Lab 1: Welcome to CNN Numpy
Lab1: Convolution using NumPy
Task 1: Run the bellow cell to import necessary packages
# Task 1:
import numpy as np
import matplotlib.pyplot as plt
import matplotlib.image as mpimg
Task 2: Read the image file 'home.png' and returns the pixel intensities in numpy format.
Instructions!
- Read the image file 'home.png'(in current directory) using mpimg.imread("file_path") function provided by matplotlib.image module. This function reads the image and returns the pixel intensities in numpy format. Assign this result to variable img.
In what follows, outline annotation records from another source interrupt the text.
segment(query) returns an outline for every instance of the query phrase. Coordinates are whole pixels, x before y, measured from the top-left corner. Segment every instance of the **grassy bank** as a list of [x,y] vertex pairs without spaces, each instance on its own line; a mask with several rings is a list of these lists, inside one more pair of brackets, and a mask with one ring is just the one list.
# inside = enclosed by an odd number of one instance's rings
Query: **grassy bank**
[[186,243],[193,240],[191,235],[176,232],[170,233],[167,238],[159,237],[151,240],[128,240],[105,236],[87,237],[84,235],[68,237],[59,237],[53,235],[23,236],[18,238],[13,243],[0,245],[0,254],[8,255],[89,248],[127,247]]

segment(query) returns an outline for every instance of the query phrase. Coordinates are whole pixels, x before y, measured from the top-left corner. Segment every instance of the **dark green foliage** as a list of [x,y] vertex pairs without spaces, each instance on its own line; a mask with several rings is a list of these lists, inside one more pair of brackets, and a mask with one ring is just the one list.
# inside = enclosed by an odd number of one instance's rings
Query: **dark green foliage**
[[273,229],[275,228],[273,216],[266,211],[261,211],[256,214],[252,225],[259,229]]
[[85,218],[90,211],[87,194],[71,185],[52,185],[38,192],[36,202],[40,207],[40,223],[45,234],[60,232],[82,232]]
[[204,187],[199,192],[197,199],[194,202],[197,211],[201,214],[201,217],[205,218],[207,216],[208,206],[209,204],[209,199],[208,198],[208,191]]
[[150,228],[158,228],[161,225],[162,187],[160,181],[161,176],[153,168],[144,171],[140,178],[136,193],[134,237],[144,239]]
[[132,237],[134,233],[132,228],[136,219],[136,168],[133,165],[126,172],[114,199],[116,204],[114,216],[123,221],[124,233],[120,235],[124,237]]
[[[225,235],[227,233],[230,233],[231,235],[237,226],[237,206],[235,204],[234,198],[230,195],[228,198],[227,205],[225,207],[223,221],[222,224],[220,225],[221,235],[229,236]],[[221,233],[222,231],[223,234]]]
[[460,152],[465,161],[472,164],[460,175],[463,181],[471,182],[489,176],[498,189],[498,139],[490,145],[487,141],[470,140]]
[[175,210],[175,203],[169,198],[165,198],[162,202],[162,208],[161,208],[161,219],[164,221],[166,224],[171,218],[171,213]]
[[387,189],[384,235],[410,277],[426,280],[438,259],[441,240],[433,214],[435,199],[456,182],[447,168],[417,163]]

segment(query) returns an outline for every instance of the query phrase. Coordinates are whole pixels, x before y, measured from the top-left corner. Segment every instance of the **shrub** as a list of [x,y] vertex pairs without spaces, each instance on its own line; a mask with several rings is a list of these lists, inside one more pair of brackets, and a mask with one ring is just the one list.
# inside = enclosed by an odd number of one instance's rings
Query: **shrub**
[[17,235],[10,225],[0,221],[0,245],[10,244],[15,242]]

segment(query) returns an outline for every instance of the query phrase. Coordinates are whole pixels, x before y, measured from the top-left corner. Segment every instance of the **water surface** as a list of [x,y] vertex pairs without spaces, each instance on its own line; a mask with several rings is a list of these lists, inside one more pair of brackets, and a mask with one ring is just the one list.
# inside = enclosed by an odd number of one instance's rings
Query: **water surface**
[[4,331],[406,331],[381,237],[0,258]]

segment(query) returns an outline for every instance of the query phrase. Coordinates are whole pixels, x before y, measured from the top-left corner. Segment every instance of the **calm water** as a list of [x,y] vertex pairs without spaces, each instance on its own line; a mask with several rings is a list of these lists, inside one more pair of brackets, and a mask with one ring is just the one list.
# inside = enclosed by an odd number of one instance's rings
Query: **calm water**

- The dimension of img will now be: 𝑛H x 𝑛w x 𝑛c
- reshape img to dimension "𝑚 x 𝑛H x 𝑛w x 𝑛c" and assign it to variable data. The dimension m will be one since we are dealing with one image data. (use numpy's reshape())
- Expected Output:
- class 'numpy.ndarray'
- Image dimension (252, 362, 3)
- input data dimension (1, 252, 362, 3)
# Task 2:
###Start code here
img = mpimg.imread("home.png")
data = np.reshape(img,(1,img.shape[0], img.shape[1], img.shape[2]))
###End code
print(type(img))
print("Image dimension ",img.shape)
print("Input data dimension ", data.shape)
# Output:
# <class 'numpy.ndarray'>
# Image dimension (252, 362, 3)
# Input data dimension (1, 252, 362, 3)
Task 3: Run the below cell to view the image from the data.
# Task 3:
plt.imshow(data[0,:,:,:])
plt.grid(False)
plt.axis("off")
Task 4: Define a function zero_pad and return nd-array after padding.
Define method named zero_pad that performs specified number of zero padding on the input data.
- Parameters:
- data: the data on which padding is performed
- pad: the amount of padding around the data
- Returns:
- data_padded: the nd-array after padding
# Task 4:
def zero_pad(data, pad):
### Start code here
# Use np.pad to add padding around the data
data_padded = np.pad(data, ((0, 0), (pad, pad), (pad, pad), (0, 0)), mode='constant', constant_values=0)
### End code
return data_padded
Task 5: Run the below cell to add zero zero padding using the method define above.
Expected output:
[[0. 0. 0. 0.]
[0. 0. 0. 0.]
[0. 0. 1. 1.]
[0. 0. 1. 1.]]
[0. 0. 0. 0.]
[0. 0. 1. 1.]
[0. 0. 1. 1.]]
# Task 5:
print("dimension before padding: ", data.shape)
img_pad = zero_pad(data, 10)
print("dimension after padding: ", img_pad.shape)
print(img_pad[0,8:12,8:12,1])
plt.imshow(img_pad[0,:,:,:], cmap = "gray")
plt.grid(False)
output1 = np.mean(img_pad)
# Output:
'''
dimension before padding: (1, 252, 362, 3)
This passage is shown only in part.